Sebuah studi terkini dari Yugo, perusahaan akomodasi mahasiswa, mengungkapkan bahwa 44% mahasiswa di Inggris antusias terhadap AI, dengan jumlah yang kurang lebih sama juga telah menggunakannya dalam studi mereka. Profesor Keiichi Nakata dari Henley Business School turut berpandangan bahwa “seperti halnya teknologi baru lainnya,” AI membawa “dampak positif dan negatif” pada dunia pendidikan. Sebagai direktur AI di The World of Work Institute yang merupakan bagian dari University of Reading, Prof. Nakata berperan dalam membantu organisasi memahami teknologi ini. Ia menjelaskan, “Ini positif karena sekarang mahasiswa punya perangkat tambahan untuk dipakai. Yang penting dipakai secara tepat dan bertanggung jawab.” Namun, ia melanjutkan, “Tapi, jika cuma dipakai untuk curang atau mengerjakan tugas, maka itu tidak membantu mahasiswa memperoleh pengetahuan, keterampilan, dan perilaku yang diperlukan selama masa perkuliahan mereka.”
Dr. Simpson optimistis bahwa jika kampus-kampus “menerima dan beradaptasi” dengan AI secara efektif, kemampuan lulusan masa depan dapat “jauh melampaui kemampuan generasi sebelumnya.” Ia menambahkan, “Gelar di masa depan akan sama sulitnya untuk diperoleh seperti sekarang, tetapi kemampuan lulusan akan meningkat, jadi standar gelar juga harus meningkat.”
Meskipun ada antusiasme terhadap penggunaan AI, kekhawatiran akan dampaknya terhadap karier tetap membayangi para mahasiswa. Penelitian Yugo, yang mencakup 7.274 mahasiswa dari Eropa, AS, dan Australia, menemukan bahwa 78% mahasiswa di Inggris cemas kehilangan pekerjaan karena AI. Sebuah studi terpisah oleh Henley Business School juga menunjukkan bahwa pekerja Inggris merasa optimistis namun sekaligus terbebani oleh teknologi ini.
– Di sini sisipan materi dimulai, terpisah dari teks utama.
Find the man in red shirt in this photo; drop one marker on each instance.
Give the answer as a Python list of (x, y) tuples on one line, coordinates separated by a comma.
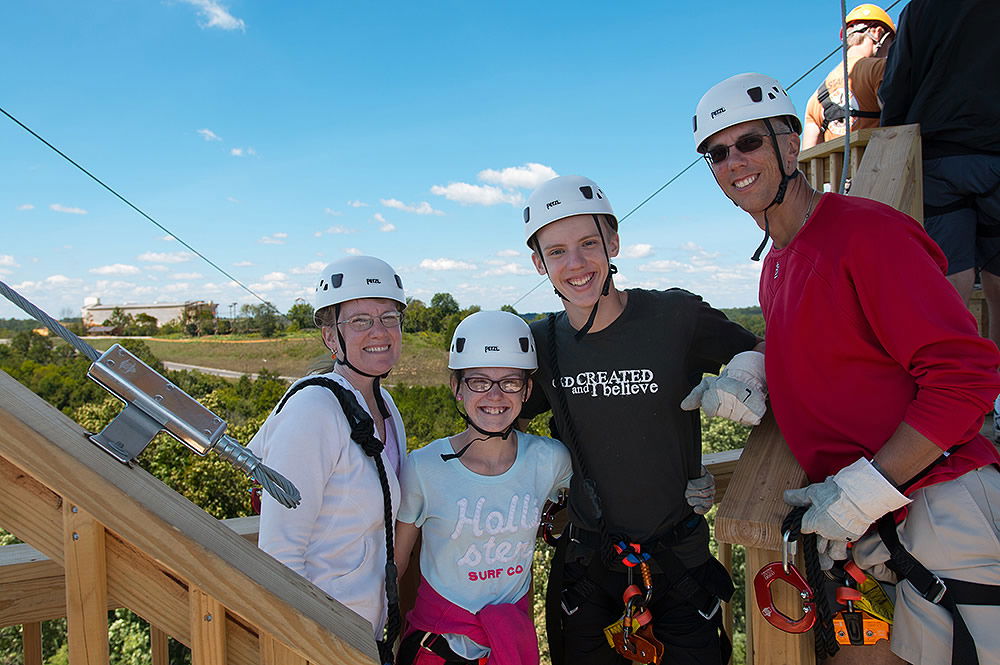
[(877, 376)]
Berbeda dengan mayoritas, Phillips mengaku tidak cemas kehilangan pekerjaan karena AI. Ia melihat teknologi tersebut sebagai “sistem pendukung” yang esensial. Phillips berpendapat bahwa masyarakat perlu “mengubah perspektif mereka terhadap AI dan cara menggunakannya untuk kepentingan kita sendiri, dan tidak melihatnya sebagai sesuatu yang akan menggantikan kita.” Sejalan dengan pandangan ini, Prof. Nakata meyakini bahwa “keterampilan untuk memanfaatkan AI secara efektif” akan segera “dipertimbangkan oleh para pemberi kerja, layaknya keterampilan IT modern.” Ia menegaskan, “Tentu saja, hal ini akan bervariasi dari satu industri ke industri lain dan dari satu peran pekerjaan ke peran lainnya, tetapi kemampuan untuk menggunakan perangkat AI dengan tepat dan bertanggung jawab agar produktif di tempat kerja akan berdampak positif pada prospek karier [mahasiswa saat ini].”